Backtracking algorithms are a class of algorithms designed to enumerate over a large number of possible solutions, searching for all combinations that satisfy a certain set of constraints.
In many cases, backtracking problems are easily recognizable: whenever a problem asks for one or more possible combinations of x such that all combinations satisfy some set of constraints, then it is probably a backtracking problem.
Backtracking solutions tend to have a similar structure and the process one can use to arrive at the solutions share a similar structure as well.
This article will detail the process one can use to approach backtracking problems, from problem-description to naive solution to optimized solution. I emphasize intuitive understanding over formality and readability over clever optimization strategies, so even the "optimized" solutions presented here, although much better than the naive ones, may not be as fast as possible. I’ll run through two different backtracking problems from LeetCode to demonstrate this problem-solving process in action.

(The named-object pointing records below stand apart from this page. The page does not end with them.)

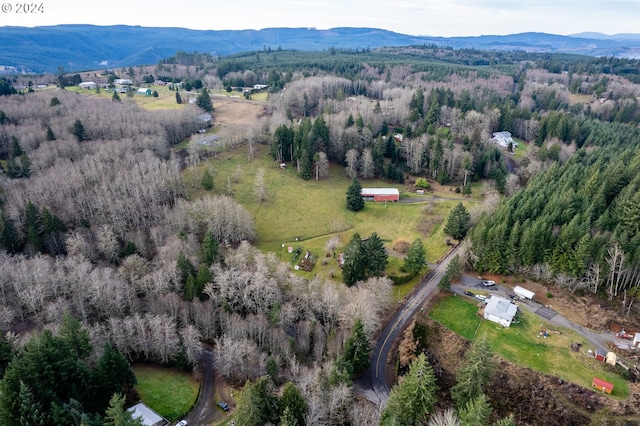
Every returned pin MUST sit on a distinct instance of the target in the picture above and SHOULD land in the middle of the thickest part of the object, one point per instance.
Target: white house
(500, 310)
(89, 85)
(504, 139)
(523, 293)
(147, 415)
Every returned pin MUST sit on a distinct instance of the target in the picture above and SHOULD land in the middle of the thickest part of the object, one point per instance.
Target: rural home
(147, 415)
(523, 293)
(602, 385)
(504, 139)
(89, 85)
(380, 194)
(500, 310)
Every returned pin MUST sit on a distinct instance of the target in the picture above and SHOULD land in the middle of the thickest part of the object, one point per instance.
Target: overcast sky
(417, 17)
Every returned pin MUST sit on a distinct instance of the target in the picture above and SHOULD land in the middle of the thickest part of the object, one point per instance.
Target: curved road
(205, 411)
(395, 326)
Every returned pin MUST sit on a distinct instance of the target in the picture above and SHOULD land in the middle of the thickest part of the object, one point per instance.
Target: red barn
(601, 355)
(602, 385)
(380, 194)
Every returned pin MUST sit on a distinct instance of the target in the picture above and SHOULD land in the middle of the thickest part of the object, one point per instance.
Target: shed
(602, 385)
(380, 194)
(147, 415)
(500, 310)
(523, 293)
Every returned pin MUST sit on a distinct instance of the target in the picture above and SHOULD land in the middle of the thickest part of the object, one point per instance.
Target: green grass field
(314, 211)
(522, 344)
(169, 392)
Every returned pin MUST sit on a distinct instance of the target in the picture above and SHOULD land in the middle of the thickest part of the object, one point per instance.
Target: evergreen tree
(33, 227)
(475, 412)
(376, 255)
(294, 403)
(50, 136)
(445, 283)
(355, 202)
(9, 237)
(356, 349)
(207, 180)
(209, 248)
(415, 259)
(204, 101)
(458, 222)
(202, 279)
(256, 405)
(114, 373)
(184, 268)
(116, 415)
(78, 131)
(412, 399)
(474, 374)
(190, 290)
(353, 267)
(30, 409)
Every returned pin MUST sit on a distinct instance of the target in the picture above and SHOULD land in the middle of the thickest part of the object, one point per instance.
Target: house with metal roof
(500, 310)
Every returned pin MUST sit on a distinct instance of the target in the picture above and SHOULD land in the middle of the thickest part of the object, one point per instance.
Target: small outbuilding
(500, 310)
(523, 293)
(380, 194)
(147, 415)
(602, 385)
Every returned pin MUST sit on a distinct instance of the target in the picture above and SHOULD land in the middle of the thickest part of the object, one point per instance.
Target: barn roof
(380, 191)
(501, 308)
(602, 383)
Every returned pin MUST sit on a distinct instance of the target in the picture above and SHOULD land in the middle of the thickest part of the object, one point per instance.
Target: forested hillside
(99, 223)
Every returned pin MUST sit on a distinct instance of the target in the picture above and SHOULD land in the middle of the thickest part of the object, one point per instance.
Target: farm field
(305, 214)
(169, 392)
(522, 344)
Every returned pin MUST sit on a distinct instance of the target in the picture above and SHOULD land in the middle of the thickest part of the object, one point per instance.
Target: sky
(445, 18)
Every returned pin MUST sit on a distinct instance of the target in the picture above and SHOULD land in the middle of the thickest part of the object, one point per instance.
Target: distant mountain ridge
(85, 47)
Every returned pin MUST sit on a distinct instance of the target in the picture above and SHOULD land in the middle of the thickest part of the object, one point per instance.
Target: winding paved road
(377, 374)
(205, 410)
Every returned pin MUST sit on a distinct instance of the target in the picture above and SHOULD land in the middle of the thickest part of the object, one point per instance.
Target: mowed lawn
(522, 344)
(169, 392)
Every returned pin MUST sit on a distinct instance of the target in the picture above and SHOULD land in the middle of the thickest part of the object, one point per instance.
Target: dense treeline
(578, 219)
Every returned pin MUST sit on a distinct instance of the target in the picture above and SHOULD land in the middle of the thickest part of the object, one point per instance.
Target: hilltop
(83, 47)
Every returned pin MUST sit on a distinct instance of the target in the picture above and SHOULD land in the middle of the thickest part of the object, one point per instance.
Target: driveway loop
(545, 312)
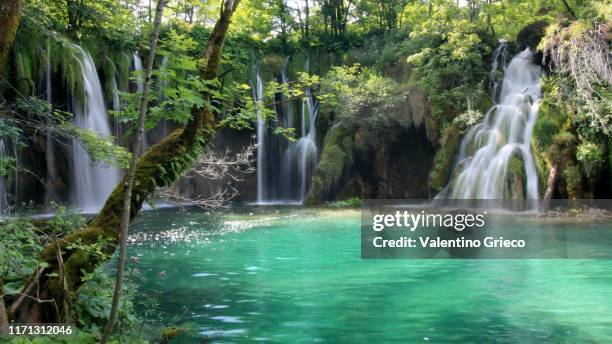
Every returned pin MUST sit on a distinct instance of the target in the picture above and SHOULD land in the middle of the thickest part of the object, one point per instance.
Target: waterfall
(481, 171)
(498, 67)
(92, 183)
(116, 108)
(140, 89)
(3, 190)
(139, 76)
(162, 79)
(284, 169)
(258, 94)
(50, 149)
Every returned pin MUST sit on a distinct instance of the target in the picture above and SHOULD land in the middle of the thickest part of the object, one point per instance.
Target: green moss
(444, 158)
(171, 332)
(337, 155)
(573, 180)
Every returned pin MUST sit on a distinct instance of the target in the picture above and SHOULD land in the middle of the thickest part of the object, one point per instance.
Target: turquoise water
(292, 275)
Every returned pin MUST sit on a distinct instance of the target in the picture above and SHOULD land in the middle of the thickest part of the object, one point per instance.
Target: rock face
(389, 160)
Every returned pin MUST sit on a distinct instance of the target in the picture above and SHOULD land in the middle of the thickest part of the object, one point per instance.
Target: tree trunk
(3, 315)
(550, 187)
(9, 21)
(161, 165)
(129, 180)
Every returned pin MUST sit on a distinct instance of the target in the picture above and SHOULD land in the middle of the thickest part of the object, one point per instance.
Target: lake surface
(294, 275)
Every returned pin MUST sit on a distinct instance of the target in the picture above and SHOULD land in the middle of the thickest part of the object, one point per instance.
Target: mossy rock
(531, 35)
(573, 180)
(444, 158)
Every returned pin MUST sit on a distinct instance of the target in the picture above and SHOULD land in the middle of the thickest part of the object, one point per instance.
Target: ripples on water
(296, 276)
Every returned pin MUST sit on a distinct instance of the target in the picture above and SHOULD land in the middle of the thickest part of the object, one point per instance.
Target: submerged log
(161, 165)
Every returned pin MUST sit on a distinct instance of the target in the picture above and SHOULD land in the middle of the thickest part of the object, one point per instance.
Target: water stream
(295, 276)
(92, 183)
(284, 168)
(481, 171)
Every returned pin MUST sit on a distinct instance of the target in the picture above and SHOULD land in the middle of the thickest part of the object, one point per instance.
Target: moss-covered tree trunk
(10, 11)
(161, 165)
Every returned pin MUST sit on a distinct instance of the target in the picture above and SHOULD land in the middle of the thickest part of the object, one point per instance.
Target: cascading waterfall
(284, 169)
(481, 171)
(50, 149)
(3, 191)
(92, 183)
(116, 108)
(138, 69)
(258, 94)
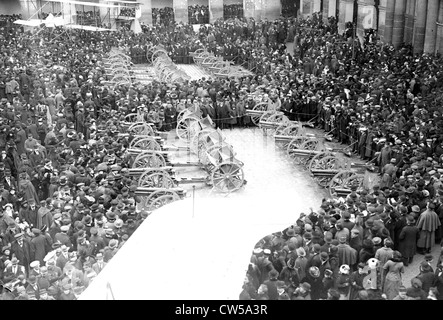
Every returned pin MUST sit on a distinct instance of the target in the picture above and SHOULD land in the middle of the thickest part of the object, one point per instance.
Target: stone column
(346, 14)
(367, 16)
(389, 23)
(431, 26)
(272, 9)
(306, 8)
(439, 43)
(325, 12)
(420, 25)
(316, 5)
(249, 8)
(381, 20)
(409, 21)
(181, 11)
(398, 29)
(332, 8)
(215, 10)
(146, 10)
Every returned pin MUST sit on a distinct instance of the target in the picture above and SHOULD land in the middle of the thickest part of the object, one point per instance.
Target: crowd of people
(383, 103)
(162, 16)
(198, 14)
(128, 12)
(69, 204)
(232, 11)
(88, 18)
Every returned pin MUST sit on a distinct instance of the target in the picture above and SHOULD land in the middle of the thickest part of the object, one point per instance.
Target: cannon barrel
(135, 172)
(257, 113)
(144, 191)
(324, 173)
(269, 125)
(283, 139)
(304, 153)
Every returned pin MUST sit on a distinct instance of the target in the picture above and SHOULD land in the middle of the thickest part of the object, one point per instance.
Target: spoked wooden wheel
(147, 143)
(280, 129)
(199, 142)
(157, 53)
(309, 145)
(131, 117)
(338, 182)
(324, 161)
(158, 199)
(149, 159)
(141, 128)
(217, 153)
(355, 180)
(153, 178)
(294, 146)
(263, 106)
(227, 177)
(181, 114)
(134, 141)
(187, 128)
(294, 129)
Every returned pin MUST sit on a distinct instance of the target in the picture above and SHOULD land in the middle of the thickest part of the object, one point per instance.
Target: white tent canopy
(177, 254)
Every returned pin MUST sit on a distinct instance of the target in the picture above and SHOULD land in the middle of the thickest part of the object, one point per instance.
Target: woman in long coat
(427, 223)
(408, 240)
(227, 115)
(394, 268)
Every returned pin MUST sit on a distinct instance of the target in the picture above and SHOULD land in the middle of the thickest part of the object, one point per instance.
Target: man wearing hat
(63, 258)
(408, 240)
(32, 288)
(426, 276)
(346, 254)
(303, 292)
(39, 246)
(357, 278)
(22, 250)
(110, 250)
(13, 270)
(9, 181)
(63, 237)
(99, 264)
(54, 272)
(44, 215)
(428, 222)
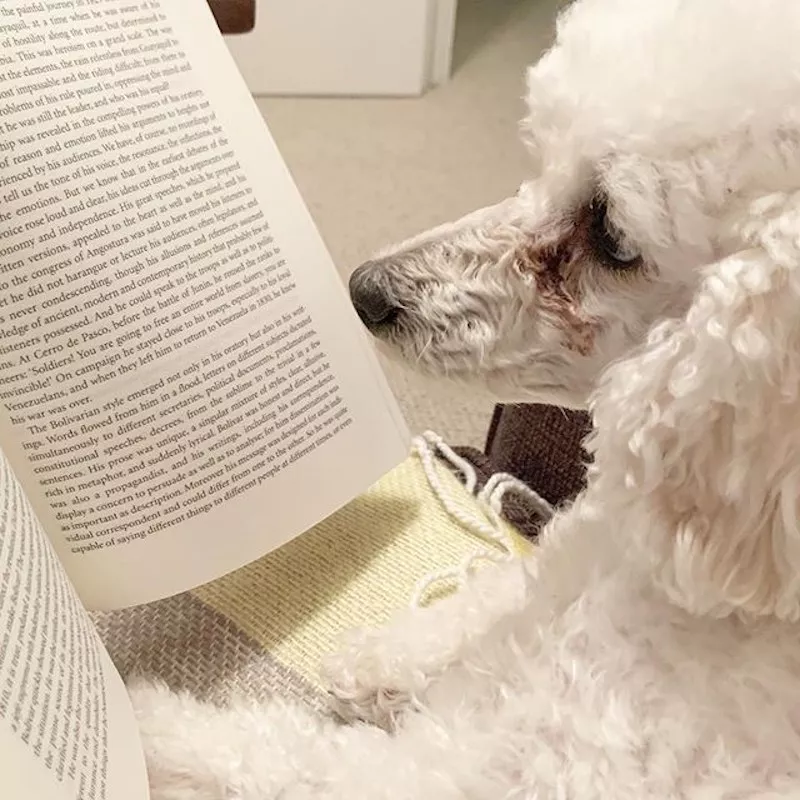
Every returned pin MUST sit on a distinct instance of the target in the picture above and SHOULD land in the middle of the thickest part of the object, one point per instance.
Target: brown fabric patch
(191, 647)
(234, 16)
(543, 447)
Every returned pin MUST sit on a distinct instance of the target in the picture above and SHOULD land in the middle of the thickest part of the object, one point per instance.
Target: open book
(183, 384)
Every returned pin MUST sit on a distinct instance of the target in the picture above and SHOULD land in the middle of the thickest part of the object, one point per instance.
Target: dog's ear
(698, 435)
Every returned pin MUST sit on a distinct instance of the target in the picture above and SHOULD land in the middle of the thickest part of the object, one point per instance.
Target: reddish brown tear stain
(555, 259)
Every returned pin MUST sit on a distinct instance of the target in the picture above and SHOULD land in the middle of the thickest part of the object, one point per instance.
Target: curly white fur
(651, 648)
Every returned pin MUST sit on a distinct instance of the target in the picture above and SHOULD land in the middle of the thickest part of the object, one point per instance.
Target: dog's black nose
(373, 303)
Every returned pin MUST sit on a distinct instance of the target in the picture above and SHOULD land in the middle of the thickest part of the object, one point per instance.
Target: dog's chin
(465, 370)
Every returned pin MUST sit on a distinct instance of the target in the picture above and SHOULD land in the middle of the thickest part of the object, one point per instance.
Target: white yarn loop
(489, 527)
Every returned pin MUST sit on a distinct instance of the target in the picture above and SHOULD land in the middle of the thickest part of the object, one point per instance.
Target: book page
(183, 383)
(67, 730)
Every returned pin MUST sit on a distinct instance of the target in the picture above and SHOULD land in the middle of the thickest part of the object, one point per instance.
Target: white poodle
(651, 648)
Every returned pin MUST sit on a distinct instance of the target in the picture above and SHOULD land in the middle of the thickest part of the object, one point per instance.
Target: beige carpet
(376, 171)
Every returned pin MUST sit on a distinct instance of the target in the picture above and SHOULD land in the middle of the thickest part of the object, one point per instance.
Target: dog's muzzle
(372, 298)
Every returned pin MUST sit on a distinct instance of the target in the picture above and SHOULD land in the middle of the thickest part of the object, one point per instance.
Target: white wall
(344, 47)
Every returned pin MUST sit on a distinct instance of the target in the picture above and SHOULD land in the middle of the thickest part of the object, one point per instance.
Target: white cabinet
(346, 47)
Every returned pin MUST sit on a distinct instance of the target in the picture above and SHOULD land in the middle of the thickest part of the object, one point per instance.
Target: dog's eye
(611, 244)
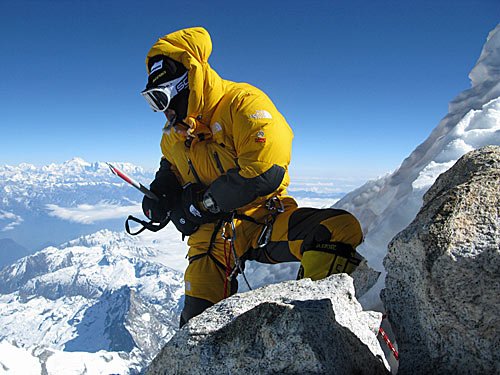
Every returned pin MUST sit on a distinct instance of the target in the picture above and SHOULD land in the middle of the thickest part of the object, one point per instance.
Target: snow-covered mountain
(106, 292)
(388, 205)
(58, 202)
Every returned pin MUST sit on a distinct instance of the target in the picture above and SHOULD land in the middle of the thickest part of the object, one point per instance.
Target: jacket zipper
(218, 162)
(195, 174)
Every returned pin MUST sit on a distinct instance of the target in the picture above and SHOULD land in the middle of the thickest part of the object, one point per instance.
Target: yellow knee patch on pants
(204, 279)
(319, 264)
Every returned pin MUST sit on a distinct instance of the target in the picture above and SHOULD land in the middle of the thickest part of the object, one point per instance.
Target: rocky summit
(443, 273)
(295, 327)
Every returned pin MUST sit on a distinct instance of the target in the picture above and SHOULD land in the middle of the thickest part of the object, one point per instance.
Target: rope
(388, 341)
(227, 258)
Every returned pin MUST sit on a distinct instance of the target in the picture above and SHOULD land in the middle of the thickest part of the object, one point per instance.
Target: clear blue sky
(362, 83)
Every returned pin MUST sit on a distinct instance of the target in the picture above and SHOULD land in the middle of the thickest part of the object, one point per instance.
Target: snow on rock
(38, 360)
(443, 273)
(386, 206)
(295, 327)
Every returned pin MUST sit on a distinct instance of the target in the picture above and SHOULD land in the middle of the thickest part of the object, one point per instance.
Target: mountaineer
(223, 178)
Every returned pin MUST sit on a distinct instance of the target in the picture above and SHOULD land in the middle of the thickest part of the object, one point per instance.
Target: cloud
(89, 214)
(14, 220)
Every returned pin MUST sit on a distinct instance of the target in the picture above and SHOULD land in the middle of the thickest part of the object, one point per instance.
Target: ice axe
(148, 193)
(144, 190)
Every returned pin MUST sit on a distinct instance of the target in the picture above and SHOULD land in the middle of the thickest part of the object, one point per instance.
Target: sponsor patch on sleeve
(260, 114)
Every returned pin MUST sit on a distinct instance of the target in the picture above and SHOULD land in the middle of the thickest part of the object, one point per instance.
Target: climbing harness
(275, 206)
(228, 234)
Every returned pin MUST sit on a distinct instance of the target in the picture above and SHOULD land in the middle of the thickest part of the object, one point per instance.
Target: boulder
(443, 273)
(295, 327)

The problem-solving process for backtracking problems is as follows:
- Solve a simple version of the problem manually
- Identify end-of-path conditions & dead-ends
- Identify success-cases
- Generate a naive algorithm to explore all possible combinations
- Optimize by avoiding combinations that will lead to dead-ends
Backtracking algorithms have a recursive, as well as an iterative, component to them.
A simple backtracking problem is: “Find all permutations of elements in an array”. A permutation of a collection is a specific arrangement of all elements in that collection. A permutation of
Finding all permutations of
[4,5,6] involves finding all permutations that start with 4, then all permutations that start with 5, then all permutations that start with 6.
Finding all permutations that start with 4 involves finding all permutations that start with 4, 5 and then all permutations that start with 4, 6. If the array was
[4,5,6,7] then finding all permutations that start with 4 would involve all that start with 4, 5, all that start with 4, 6, and all that start with 4, 7.
A pattern is starting to emerge from this tedious description: For each element i in the array of length n, we are going to find all permutations of the array of remaining elements (with length n-1), append those permutations to an array in which i is at the beginning, and place that permutation in the final result.
This description screams recursion: we are iterating over a collection of elements and, for each element, we are doing the same thing with a slightly smaller data set.
Applying the Process
So, let’s look at the permutations problem on LeetCode.
Step 1: Solve it manually
The first step to approaching this problem is to solve a simple version by hand. Luckily, the example is simple, so I’ll just draw out how I’d generate these solutions.
First, I’d start with 1:
Since I know that a permutation of a collection cannot hold duplicate elements, and since I’m starting with all permutations that begin with 1, I know that whenever I run into a 1, I’ve encountered a possibility that isn’t allowed: a “dead-end”.
When I add a 2 to the permutation I’m building up, I’m then searching for all permutations that begin with
[1,2]. Therefore, adding both another 1 or another 2 represent a dead-end.
Since I know that a permutation of a collection is the same size as the original collection, where the elements are in a different order, I know that once I’ve found 3 elements, where all elements are different, I’ve found a possibility that should be included in the solution: a “success-case”.
Let’s move on to all solutions that start with 2:
Similar to before, I can see that whenever I encounter a 2, I’ve hit a dead-end. Whenever I make it to three distinct elements, where each one is different, I know I’ve found another valid permutation.
I’d do the same thing with 3… I’ll skip the diagram for brevity.
Step 2: Identify end-of-path conditions & dead-ends
A dead-end in a backtracking algorithm is a possible combination that does not satisfy the specific constraints to which the solution must adhere.
Solving it manually has clearly revealed that a dead-end is characterized by any combination in which there are duplicates.
Further, we see that any path, regardless of whether it results in a successful permutation, ends once 3 elements have been collected. We term this condition the “end-of-path” condition.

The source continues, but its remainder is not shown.